The Secretary General.
(Signature) G. Crisafulli.

Visé The Mayor.
(Signature) A. Martino.

On their way to the ferry-boat the newly made citizens of Messina passed through the Piazza del Duomo and by the ruin of an old Norman cathedral, whose foundations were laid in the year 1098, by order of Roger II. The noble central doorway is still standing; over it is a marble bas-relief of the Madonna. The child has dropped from her arms. Then comes a great rent, for the upper part of the façade has fallen. The mighty columns of the nave (they once upheld the roof of the temple of Poseidon at Faro Point) are snapped like pipestems. Two only remain upright and uninjured. The high altar, a marvel of jasper, chalcedony, and lapis-lazuli, has fallen, broken into a thousand pieces. The splendid gold mosaics of the apse, so hard to see in the old days, are now easily visible. In the central arch over the ruined altar the figure of the Christ is almost intact. From the rich gloom of the mosaics His grave face looks out on the ruins of Messina, upon His world. For the world has never been so truly Christian as it is today; not even when Richard of the Lion Heart wintered in Messina on his way to Palestine to fight for the Holy Sepulchre, that same winter he took to wife the lovely Berengaria. A new name is added to the long list of those who have made their camp beside Charybdis, opposite Scylla, on the most beautiful, the most deadly coast in all the world—the Americans, who came not to conquer or to ravage, but to help and to save. The little boy who greeted Captain Belknap on Easter morning with the words, “Be thou blessed!” expressed the general sentiment of the Sicilians towards the Americans.

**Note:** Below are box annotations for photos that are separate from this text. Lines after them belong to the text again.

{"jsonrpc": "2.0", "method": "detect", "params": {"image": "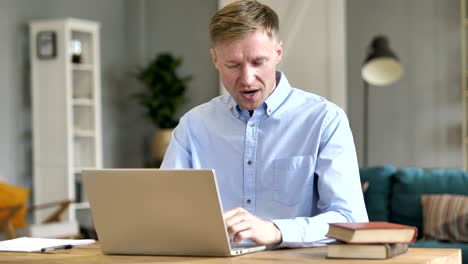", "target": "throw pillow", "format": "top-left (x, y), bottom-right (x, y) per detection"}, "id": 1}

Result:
top-left (361, 182), bottom-right (369, 193)
top-left (421, 194), bottom-right (468, 242)
top-left (0, 182), bottom-right (29, 227)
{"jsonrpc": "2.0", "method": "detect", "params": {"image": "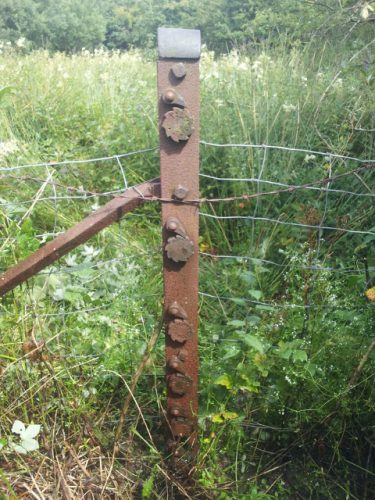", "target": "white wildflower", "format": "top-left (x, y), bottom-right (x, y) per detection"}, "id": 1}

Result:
top-left (65, 255), bottom-right (77, 267)
top-left (282, 103), bottom-right (297, 113)
top-left (0, 141), bottom-right (18, 160)
top-left (81, 245), bottom-right (100, 260)
top-left (16, 36), bottom-right (26, 49)
top-left (303, 155), bottom-right (316, 163)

In our bustling young country we are so busy looking forward and looking backward that we sometimes lose sight of the only thing that is really ours to make or to mar—today. In Sicily there is more time, and, in the years to come, the old men and old women of Messina will tell the tale, hand down the story of those latter-day Crusaders, Captain Belknap and his men, and what they did in their camp beside the Torrente Zaera.

There was a certain exaltation in all the people who worked for Sicily and Calabria that seemed to lift them above the smallnesses of every day existence. They saw each other transfigured, they lived the heroic life. Each was eager to do the other’s work,—all were quick to sacrifice themselves to the others, as well as to the cause. It was a time when men and women seemed purged of meanness and jealousy. Each saw the god in the other. There was hardly a discordant note. It was like the time of our Civil War, when a breath of heroism passed through the country. No matter what might follow of discord and jealousy, the men and women who passed through that fire of sympathy will never again be quite the same. All their lives they will yearn for the glorified vision of those days; their eyes will never quite lose the keener insight of the mysteries they then attained.

THE END.

FOOTNOTES:

[1] Francesco Crispi, the great Sicilian patriot and statesman.

[2] When the work was all done, the Americans hung the bell in the belfry of the church of Santa Croce. Our church is now the pro-cathedral of Messina!